Но в это время наш отец схватил его за ворот тулупа и сунул в снег. Мужик упал, а отец содрал с него тулуп, как шкуру, и бросил подальше от дороги.

— Ты че, гад? — заревел мужик и, утопая по грудь в снегу, полез за тулупом.

Рыжий мужик, услышав его рев, занес над Егором Житовым кнут, сжался как пружина, но Егор схватил его за руку и прижал к земле. Тот от боли и страха завыл, заорал не своим голосом:

— Ой, батюшко, руку сломаешь! Ой, отпусти, Христа ради, богом прошу!

Но Егор Житов еще какое-то время держал его железной хваткой. Потом отпустил.

— Так что же, будем отворачивать или нет? — спросил Егор Житов.

Мужики дружно закивали:

— Ни в жисть не тронем, Егор Селиверстович.

— Так вот, учтите и зарубите себе на носу, — сказал отец, — если еще раз кто пальцем наших ребят тронет, в Содомово ваше приедем и у вас все избы раскатаем.

Мужики стояли притихшие и обескураженные столь неожиданным поражением. Егор Житов командовал:

— Ну, давай, парни, распрягай лошадей.

Мы бросились к содомовским возам.

— Вывязывайте вожжи из удил. Распрягайте. Выворачивайте оглобли. Пускайте лошадей на выгул.

Содомовские мужики стояли сбившись в груду, наблюдая, как наши выполняют команды Егора Житова, и то один, то другой говорил:

— Ну, Егор Селиверстович, не по-божецки это.

— Не по совести делаете.

— Мотрите.

Общими усилиями парни столкнули груженые сани содомовских мужиков с торной дороги, опрокинули их в снег.

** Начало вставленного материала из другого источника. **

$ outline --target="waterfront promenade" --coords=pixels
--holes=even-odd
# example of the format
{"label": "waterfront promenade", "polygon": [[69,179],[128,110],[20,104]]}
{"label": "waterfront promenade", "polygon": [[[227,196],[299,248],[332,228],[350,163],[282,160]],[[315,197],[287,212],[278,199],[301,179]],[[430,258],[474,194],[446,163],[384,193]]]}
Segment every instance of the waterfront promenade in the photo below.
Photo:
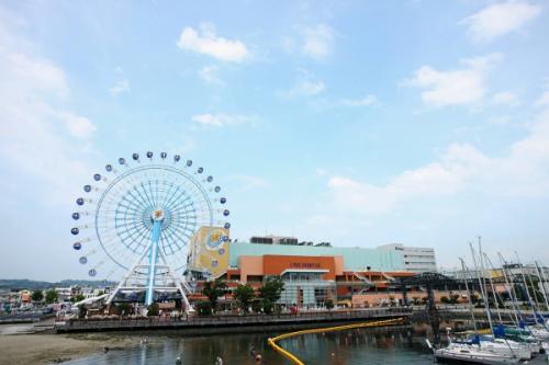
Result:
{"label": "waterfront promenade", "polygon": [[69,319],[56,321],[54,329],[57,332],[89,332],[89,331],[124,331],[124,330],[195,330],[195,329],[231,329],[243,327],[281,327],[313,324],[322,322],[348,322],[370,319],[391,319],[408,317],[411,308],[377,308],[355,310],[311,311],[280,315],[217,315],[217,316],[188,316],[181,318],[152,317],[152,318],[120,318],[120,319]]}

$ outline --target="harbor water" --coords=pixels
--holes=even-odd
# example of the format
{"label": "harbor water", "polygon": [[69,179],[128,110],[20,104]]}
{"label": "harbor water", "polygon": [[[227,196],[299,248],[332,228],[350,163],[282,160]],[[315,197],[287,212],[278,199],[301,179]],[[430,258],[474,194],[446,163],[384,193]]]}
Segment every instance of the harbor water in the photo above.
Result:
{"label": "harbor water", "polygon": [[[276,334],[179,337],[175,333],[155,333],[148,334],[146,340],[135,334],[133,335],[135,345],[110,349],[107,353],[94,354],[66,364],[173,365],[177,357],[180,357],[181,364],[214,364],[217,356],[223,360],[224,365],[291,364],[268,346],[267,338]],[[413,339],[407,332],[373,333],[358,329],[306,334],[283,340],[280,344],[305,364],[433,364],[433,356],[422,344],[422,339]],[[253,350],[261,354],[261,362],[254,360]]]}

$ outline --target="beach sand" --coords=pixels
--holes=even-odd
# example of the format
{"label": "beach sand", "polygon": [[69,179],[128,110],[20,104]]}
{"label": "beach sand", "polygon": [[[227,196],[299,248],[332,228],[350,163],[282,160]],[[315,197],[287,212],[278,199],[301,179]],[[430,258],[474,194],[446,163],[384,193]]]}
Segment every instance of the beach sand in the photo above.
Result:
{"label": "beach sand", "polygon": [[54,364],[100,353],[110,349],[135,345],[136,338],[86,334],[9,334],[0,335],[0,365]]}

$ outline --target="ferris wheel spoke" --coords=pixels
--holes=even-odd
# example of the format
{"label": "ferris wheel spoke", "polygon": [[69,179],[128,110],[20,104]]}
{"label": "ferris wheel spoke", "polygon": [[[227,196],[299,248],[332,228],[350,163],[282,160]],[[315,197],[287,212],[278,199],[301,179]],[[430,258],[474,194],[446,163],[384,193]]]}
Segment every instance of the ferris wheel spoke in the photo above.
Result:
{"label": "ferris wheel spoke", "polygon": [[[138,186],[141,190],[139,190],[139,189],[137,189],[137,186]],[[144,198],[145,201],[147,201],[148,206],[152,206],[152,207],[154,207],[154,206],[155,206],[154,202],[153,202],[153,201],[150,199],[150,197],[148,196],[147,191],[146,191],[146,189],[145,189],[145,184],[144,184],[143,182],[136,185],[136,192],[138,192],[138,193],[139,193],[139,195],[141,195],[141,196],[143,196],[143,198]]]}
{"label": "ferris wheel spoke", "polygon": [[[171,193],[171,190],[173,189],[173,186],[175,186],[175,185],[173,185],[173,183],[171,182],[171,183],[169,184],[169,187],[168,187],[167,190],[163,190],[163,201],[161,201],[161,204],[160,204],[160,206],[161,206],[161,207],[166,207],[166,198],[167,198],[167,197],[168,197],[168,195]],[[177,191],[177,189],[176,189],[176,191]]]}
{"label": "ferris wheel spoke", "polygon": [[147,204],[147,202],[141,196],[141,195],[134,195],[134,191],[130,190],[127,191],[127,195],[130,195],[133,201],[128,199],[127,197],[123,197],[125,202],[130,202],[132,206],[136,207],[139,210],[143,210],[144,208],[150,207],[150,205]]}
{"label": "ferris wheel spoke", "polygon": [[173,232],[173,230],[166,231],[165,238],[166,238],[166,241],[168,241],[167,244],[169,244],[169,246],[176,246],[176,248],[178,250],[181,249],[181,246],[178,244],[178,242],[184,242],[184,239],[181,238],[180,236],[176,235]]}

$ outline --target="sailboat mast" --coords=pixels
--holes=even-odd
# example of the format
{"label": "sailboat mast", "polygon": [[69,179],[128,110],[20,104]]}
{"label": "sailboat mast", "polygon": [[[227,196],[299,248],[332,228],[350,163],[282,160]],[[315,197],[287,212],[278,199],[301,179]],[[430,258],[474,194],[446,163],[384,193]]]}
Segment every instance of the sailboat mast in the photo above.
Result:
{"label": "sailboat mast", "polygon": [[[492,316],[490,315],[490,308],[488,306],[488,296],[485,295],[485,292],[484,292],[485,288],[484,288],[484,285],[482,284],[482,278],[481,278],[483,273],[481,272],[481,270],[479,269],[479,265],[477,264],[477,256],[475,256],[473,244],[469,243],[469,247],[471,248],[471,254],[473,256],[474,270],[479,273],[479,285],[481,288],[482,301],[484,301],[484,309],[486,310],[486,317],[488,317],[488,322],[490,324],[490,331],[492,331],[492,335],[495,339],[494,326],[492,323]],[[481,242],[480,242],[480,237],[479,237],[479,254],[482,255],[482,247],[481,247]]]}

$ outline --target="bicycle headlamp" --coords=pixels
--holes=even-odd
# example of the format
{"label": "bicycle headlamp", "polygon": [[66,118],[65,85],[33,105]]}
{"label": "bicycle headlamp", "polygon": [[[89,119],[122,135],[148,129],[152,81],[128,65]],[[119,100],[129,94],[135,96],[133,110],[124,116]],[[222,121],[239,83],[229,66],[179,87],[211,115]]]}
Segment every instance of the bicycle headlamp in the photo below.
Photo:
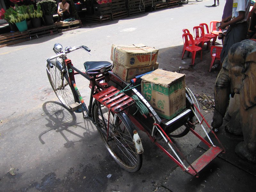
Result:
{"label": "bicycle headlamp", "polygon": [[106,68],[103,67],[100,70],[100,71],[102,73],[104,73],[106,71]]}

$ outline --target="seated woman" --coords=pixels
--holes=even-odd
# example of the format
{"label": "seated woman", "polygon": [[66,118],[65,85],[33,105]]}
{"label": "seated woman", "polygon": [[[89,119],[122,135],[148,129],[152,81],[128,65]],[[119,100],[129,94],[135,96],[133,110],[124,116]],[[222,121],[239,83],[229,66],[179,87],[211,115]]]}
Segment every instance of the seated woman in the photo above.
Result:
{"label": "seated woman", "polygon": [[58,20],[57,22],[60,20],[68,19],[69,17],[70,14],[69,11],[69,4],[67,2],[66,0],[62,0],[61,2],[58,5]]}

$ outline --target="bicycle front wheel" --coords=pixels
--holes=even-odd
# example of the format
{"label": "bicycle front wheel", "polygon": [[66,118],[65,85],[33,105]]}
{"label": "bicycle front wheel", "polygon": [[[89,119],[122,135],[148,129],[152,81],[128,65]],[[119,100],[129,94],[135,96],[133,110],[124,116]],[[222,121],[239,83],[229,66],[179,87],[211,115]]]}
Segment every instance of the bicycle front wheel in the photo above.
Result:
{"label": "bicycle front wheel", "polygon": [[124,112],[116,114],[110,112],[107,139],[107,132],[103,124],[105,122],[107,127],[108,109],[100,105],[104,116],[102,118],[95,102],[94,106],[94,118],[98,125],[98,132],[112,157],[125,170],[131,172],[139,170],[142,164],[142,155],[137,153],[133,143],[133,124]]}
{"label": "bicycle front wheel", "polygon": [[51,62],[53,68],[51,68],[48,63],[46,66],[50,72],[49,74],[47,71],[49,81],[59,99],[66,108],[70,110],[70,106],[76,102],[76,96],[68,81],[68,74],[61,72],[62,69],[59,65],[56,65],[55,62]]}

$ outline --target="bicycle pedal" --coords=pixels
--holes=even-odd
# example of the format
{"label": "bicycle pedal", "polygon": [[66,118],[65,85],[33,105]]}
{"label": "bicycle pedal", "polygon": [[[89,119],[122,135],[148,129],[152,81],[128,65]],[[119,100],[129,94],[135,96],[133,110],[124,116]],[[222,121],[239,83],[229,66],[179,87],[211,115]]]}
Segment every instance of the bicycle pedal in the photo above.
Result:
{"label": "bicycle pedal", "polygon": [[[81,105],[79,103],[76,102],[69,105],[70,109],[72,111],[75,111],[77,109],[81,108]],[[82,111],[81,111],[82,112]]]}

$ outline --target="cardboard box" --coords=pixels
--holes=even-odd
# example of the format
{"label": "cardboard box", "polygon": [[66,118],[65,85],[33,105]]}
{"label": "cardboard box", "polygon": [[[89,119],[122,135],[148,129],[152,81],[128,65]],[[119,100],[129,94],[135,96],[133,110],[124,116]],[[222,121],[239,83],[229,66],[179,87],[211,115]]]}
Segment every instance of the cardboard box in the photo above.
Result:
{"label": "cardboard box", "polygon": [[141,78],[142,95],[160,116],[171,119],[186,108],[185,74],[157,69]]}
{"label": "cardboard box", "polygon": [[124,81],[130,82],[130,80],[135,76],[155,70],[158,68],[159,63],[156,65],[135,68],[126,68],[125,66],[119,65],[114,63],[113,73],[115,73]]}
{"label": "cardboard box", "polygon": [[110,59],[126,68],[155,65],[158,50],[142,44],[130,45],[112,45]]}

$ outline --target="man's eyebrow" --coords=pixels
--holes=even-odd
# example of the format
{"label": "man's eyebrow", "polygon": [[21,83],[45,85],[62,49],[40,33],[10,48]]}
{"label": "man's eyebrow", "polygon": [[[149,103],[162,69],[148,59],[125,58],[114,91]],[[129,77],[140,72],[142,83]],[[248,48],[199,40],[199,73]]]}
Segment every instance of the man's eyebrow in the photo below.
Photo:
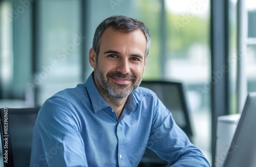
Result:
{"label": "man's eyebrow", "polygon": [[138,58],[141,59],[142,60],[143,59],[143,57],[140,55],[140,54],[131,54],[131,56],[132,56],[133,57],[137,57]]}

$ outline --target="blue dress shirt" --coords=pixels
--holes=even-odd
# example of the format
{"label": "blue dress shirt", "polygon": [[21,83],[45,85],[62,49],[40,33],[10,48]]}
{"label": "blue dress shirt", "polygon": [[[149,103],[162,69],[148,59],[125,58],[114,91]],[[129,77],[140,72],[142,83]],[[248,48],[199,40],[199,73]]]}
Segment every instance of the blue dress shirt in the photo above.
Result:
{"label": "blue dress shirt", "polygon": [[172,166],[210,166],[154,92],[138,88],[118,119],[91,74],[42,105],[30,166],[137,166],[146,147]]}

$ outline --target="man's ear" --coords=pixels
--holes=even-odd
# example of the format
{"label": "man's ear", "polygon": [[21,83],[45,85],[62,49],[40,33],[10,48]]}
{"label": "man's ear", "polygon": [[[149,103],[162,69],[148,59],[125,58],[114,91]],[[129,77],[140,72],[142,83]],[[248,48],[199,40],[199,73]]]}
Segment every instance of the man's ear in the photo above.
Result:
{"label": "man's ear", "polygon": [[89,50],[89,62],[92,68],[96,67],[96,54],[94,50],[92,47]]}

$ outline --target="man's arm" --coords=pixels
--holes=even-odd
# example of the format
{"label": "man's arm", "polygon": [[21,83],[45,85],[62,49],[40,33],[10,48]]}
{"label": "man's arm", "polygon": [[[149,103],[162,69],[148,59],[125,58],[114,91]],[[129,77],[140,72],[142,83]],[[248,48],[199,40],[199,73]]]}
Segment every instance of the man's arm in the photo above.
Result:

После этого наши сели на дровни и укатили порожняком, торжествуя и горланя, на Большой Перелаз, чтобы оттуда уже отправиться на Ваговщину за строительным лесом».

Надо сказать, у содомовских мужиков вроде пропала охота драться и хулиганить.

Когда Иван рассказывал нам с хвастовством о заранее задуманном происшествии в дороге, мы с Санькой замирали от страха и преклонения перед неукротимой силой отца и Егора Житова, а мама говорила, видимо, для того чтобы охладить наш восторг:

— Да, чего умного да дельного, а драться-то наших мужиков поискать. Хлебом не корми перелазских мужиков, а дай подраться. Куда до них содомовским.

Баба Парашкева драку тоже не одобрила:

— Драчливый своего веку не доживает.

Резонанс от события волнами расходился по всей округе.

Баба Шуня давала свое истолкование событиям:

— У них, в коммунии-то, дело, вишь ли, клином сошлось. Ни взад, ни вперед. Вот они по волости ездят да на дорогах дерутся.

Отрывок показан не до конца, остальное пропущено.